Why has a row broken out within Government over the next budget?

As McGrath considers how to spend surpluses, time pressure mounts on politicians to have their voices heard

There is a well-known phrase that goes along these lines: He who has the gold, makes the rules.

After more than a decade holding onto the nation’s purse-strings, Fine Gael relinquished the role of Minister for Finance to Fianna Fáil TD Michael McGrath late last year as part of the changeover of Taoiseach.

McGrath tried to stamp down his authority this week, telling reporters that he would not be “bullied” into budget demands by Coalition partners. This followed a decision by three Fine Gael junior ministers to publicly call for a tax break of €1000 for middle income earners.

But while McGrath may hold the keys to the vault, the attitude among Fine Gael TDs is this: we fixed the mess that Fianna Fáil made, and we will reap those rewards come hell or high water. There is more than a hint of bitterness among the Fine Gael party faithful that just as billions and billions begin to roll in with huge projected surpluses, it is Fianna Fáil who may get the credit for letting the good times roll again.


None of that explains the timing of the early budget kite flying, though. What is actually happening behind the scenes is that there is a “period of reflection” underway inside the Department of Finance.

The recently published Stability Programme Update predicted budget surpluses totalling some €65 billion over the next three years, largely driven by huge increases in corporation tax receipts. Mr McGrath has told colleagues that he will take some time to consider the best way to spend and save this money, and Coalition figures appear to be under the impression that this period of reflection will last six weeks.

The Fine Gael junior ministers’ demands came right smack bang in the middle of this six-week period. In a few weeks’ time, McGrath will go to Cabinet with a memo detailing his plans for the surpluses. There is clearly a time pressure on politicians to have their voices heard around what they want to see for Budget 2024 and beyond.

There is also a deeply political dimension to the war of words that has erupted between the two parties.

Fine Gael are under pressure electorally in various constituencies around the country, and they know it. This week, David Stanton became the fifth Fine Gael TD to announce his departure in recent months, leaving the party with the task of finding replacement candidates before a general election that could come next year. The day was always going to come when, with an election looming, the old Civil War parties would have to strike out and fend for themselves, and try to shore up their own vote.

For Fine Gael, they have always prioritised income tax cuts for the “squeezed middle” as their key policy commitment.
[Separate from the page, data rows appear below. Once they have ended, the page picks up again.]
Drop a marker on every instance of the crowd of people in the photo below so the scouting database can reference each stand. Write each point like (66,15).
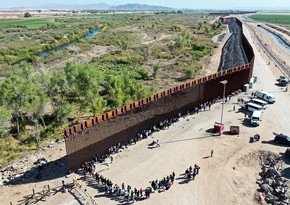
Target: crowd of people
(88,167)
(192,172)
(127,192)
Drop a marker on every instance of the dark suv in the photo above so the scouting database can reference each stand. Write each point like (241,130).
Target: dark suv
(282,139)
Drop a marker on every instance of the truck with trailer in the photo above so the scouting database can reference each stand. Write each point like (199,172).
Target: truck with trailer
(263,95)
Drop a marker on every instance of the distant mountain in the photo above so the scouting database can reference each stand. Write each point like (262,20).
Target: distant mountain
(99,6)
(140,7)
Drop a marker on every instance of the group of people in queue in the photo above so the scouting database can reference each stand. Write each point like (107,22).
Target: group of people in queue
(192,172)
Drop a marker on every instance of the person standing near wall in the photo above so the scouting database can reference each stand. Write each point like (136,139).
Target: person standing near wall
(158,143)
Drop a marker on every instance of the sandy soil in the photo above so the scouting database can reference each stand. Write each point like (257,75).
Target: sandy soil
(227,178)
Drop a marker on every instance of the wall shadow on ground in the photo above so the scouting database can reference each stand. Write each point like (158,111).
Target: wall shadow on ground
(94,136)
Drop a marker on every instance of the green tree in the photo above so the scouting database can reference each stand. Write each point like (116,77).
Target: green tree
(5,119)
(17,93)
(84,81)
(156,68)
(58,90)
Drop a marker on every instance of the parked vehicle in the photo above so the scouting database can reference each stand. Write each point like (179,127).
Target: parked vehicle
(263,95)
(256,118)
(255,138)
(282,139)
(287,153)
(251,107)
(259,102)
(283,81)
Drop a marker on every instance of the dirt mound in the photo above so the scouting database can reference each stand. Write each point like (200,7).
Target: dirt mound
(255,158)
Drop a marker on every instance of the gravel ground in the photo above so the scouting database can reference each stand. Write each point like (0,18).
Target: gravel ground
(229,177)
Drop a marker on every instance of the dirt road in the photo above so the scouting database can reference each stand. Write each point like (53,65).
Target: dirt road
(226,178)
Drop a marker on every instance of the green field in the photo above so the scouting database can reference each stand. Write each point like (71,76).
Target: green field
(30,23)
(272,18)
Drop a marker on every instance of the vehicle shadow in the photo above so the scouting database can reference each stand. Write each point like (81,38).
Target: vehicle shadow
(274,143)
(246,123)
(49,171)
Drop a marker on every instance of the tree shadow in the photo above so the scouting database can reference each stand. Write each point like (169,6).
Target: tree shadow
(49,171)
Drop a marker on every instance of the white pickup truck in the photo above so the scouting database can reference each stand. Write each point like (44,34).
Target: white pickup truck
(265,96)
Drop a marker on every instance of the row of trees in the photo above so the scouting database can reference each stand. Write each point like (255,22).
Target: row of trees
(27,95)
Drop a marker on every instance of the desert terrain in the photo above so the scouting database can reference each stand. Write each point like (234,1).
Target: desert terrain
(229,177)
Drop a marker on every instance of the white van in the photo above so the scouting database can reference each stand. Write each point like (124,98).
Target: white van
(259,102)
(251,107)
(265,96)
(256,118)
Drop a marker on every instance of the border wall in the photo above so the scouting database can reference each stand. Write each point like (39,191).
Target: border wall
(94,136)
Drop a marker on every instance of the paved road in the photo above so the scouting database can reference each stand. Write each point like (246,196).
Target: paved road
(229,176)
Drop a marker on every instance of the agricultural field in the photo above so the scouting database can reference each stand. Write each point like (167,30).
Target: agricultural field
(29,23)
(272,18)
(131,57)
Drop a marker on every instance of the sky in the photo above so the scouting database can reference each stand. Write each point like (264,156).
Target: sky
(189,4)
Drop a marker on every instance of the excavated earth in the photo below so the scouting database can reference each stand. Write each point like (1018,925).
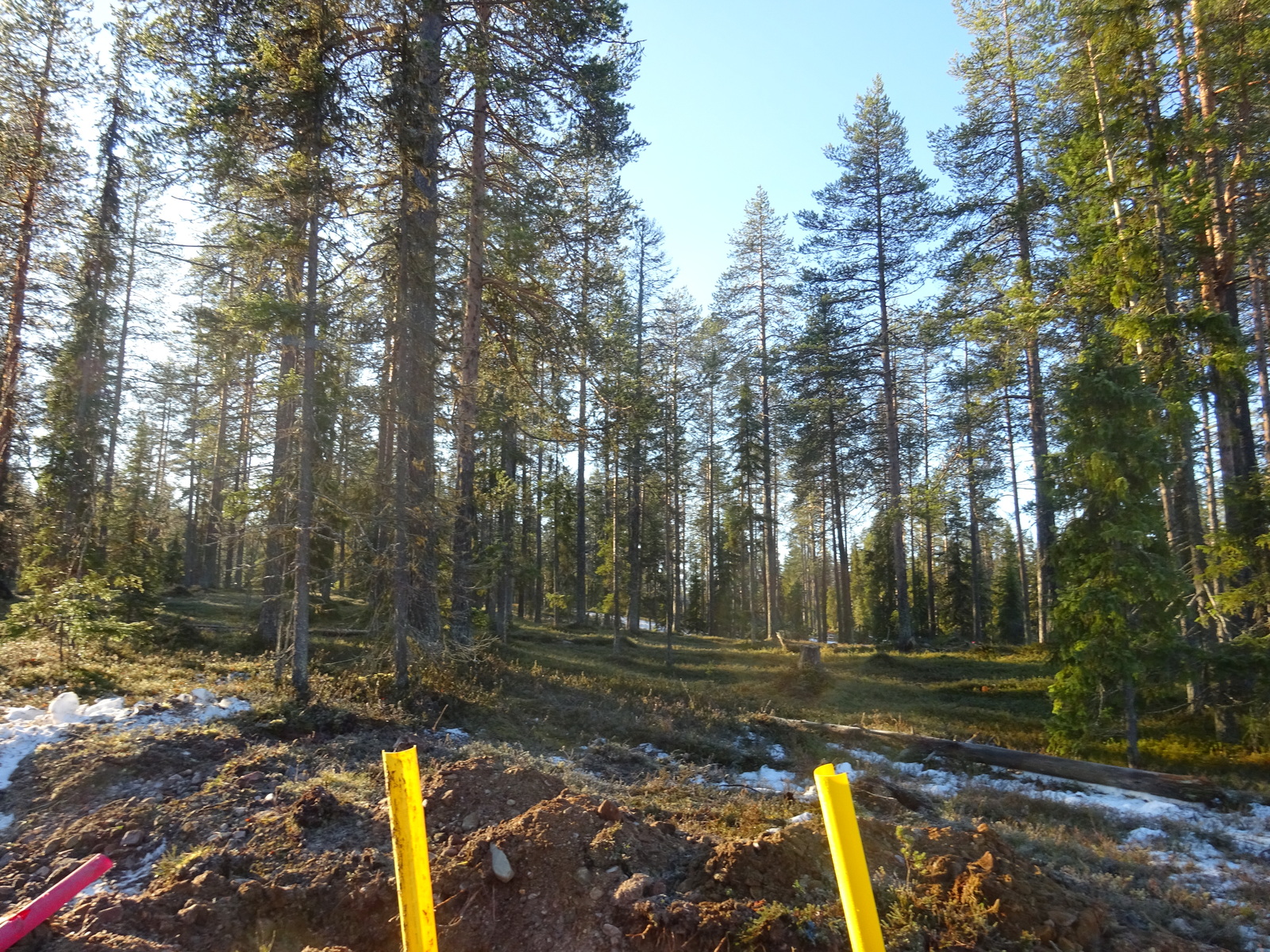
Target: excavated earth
(228,844)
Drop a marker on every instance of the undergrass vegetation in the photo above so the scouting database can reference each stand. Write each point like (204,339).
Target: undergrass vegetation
(559,689)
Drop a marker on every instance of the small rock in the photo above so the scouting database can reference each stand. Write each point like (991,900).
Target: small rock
(111,914)
(194,913)
(632,890)
(501,865)
(252,889)
(211,882)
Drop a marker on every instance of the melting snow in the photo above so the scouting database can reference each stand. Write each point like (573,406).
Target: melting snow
(23,729)
(1198,858)
(768,778)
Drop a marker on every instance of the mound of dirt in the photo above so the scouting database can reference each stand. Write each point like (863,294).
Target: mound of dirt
(469,795)
(518,862)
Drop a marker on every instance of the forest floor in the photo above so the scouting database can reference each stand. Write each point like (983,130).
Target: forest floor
(641,806)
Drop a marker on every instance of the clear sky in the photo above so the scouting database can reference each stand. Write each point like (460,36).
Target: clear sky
(734,94)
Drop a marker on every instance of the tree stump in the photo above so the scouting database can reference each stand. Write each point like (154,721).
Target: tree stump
(810,657)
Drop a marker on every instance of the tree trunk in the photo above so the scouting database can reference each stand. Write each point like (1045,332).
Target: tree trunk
(418,90)
(469,357)
(891,416)
(581,493)
(10,370)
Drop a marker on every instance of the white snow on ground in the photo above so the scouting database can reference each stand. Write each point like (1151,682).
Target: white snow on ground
(768,778)
(23,729)
(1208,850)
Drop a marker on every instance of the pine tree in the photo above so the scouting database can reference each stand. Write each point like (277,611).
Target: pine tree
(868,240)
(755,295)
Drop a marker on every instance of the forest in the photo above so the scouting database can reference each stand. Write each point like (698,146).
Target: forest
(323,300)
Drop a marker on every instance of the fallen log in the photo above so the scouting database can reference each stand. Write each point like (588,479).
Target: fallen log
(1197,790)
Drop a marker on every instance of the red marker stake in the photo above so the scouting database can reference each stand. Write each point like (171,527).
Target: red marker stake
(48,903)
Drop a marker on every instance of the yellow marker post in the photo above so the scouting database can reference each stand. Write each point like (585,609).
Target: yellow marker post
(410,850)
(849,860)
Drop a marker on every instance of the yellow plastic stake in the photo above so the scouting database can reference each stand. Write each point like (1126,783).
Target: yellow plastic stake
(410,852)
(849,860)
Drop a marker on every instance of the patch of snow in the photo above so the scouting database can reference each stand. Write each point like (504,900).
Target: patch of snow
(768,778)
(27,727)
(135,880)
(64,708)
(653,752)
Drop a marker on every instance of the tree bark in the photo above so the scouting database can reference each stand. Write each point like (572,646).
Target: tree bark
(469,353)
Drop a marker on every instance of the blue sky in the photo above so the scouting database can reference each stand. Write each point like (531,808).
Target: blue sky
(737,94)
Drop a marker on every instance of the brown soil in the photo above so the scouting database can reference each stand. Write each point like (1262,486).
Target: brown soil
(251,869)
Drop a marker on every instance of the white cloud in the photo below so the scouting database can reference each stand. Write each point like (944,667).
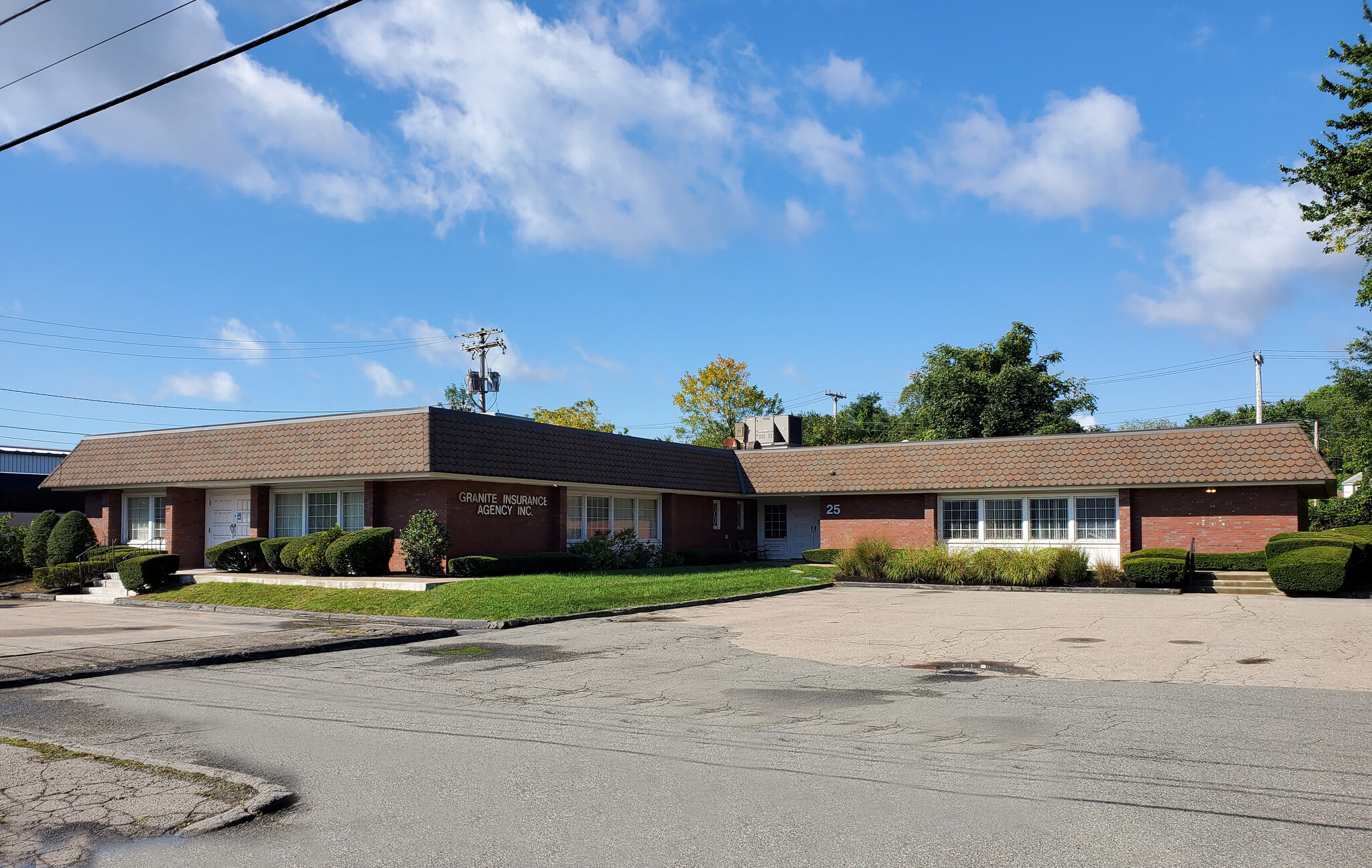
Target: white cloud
(259,129)
(385,384)
(218,386)
(239,342)
(1079,155)
(547,123)
(1238,250)
(845,81)
(837,161)
(600,361)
Fianna Fáil have historically favoured a 2:1 split in favour of investment in public services. The Green Party’s goals are obvious.

In truth, actual negotiations for Budget 2024 are a long way off.

The next big set-piece will be in July, when the Government will publish the Summer Economic Statement, which sets out the broad parameters of what is available for the budget. After this, there will be a brief lull over the summer recess and towards the end of August, the actual substantive Budget 2024 talks will begin.

In the meantime, expect many budget kites to fly, and expect many such kites to be torn down in the battle of wills between the Coalition parties. The political cost of such sniping could be a little more serious, however, if Fianna Fáil continue to feel fundamentally undermined.

To finish on another apt quote, this time from Ralph Waldo Emerson: Money often costs too much, and power and pleasure are not cheap.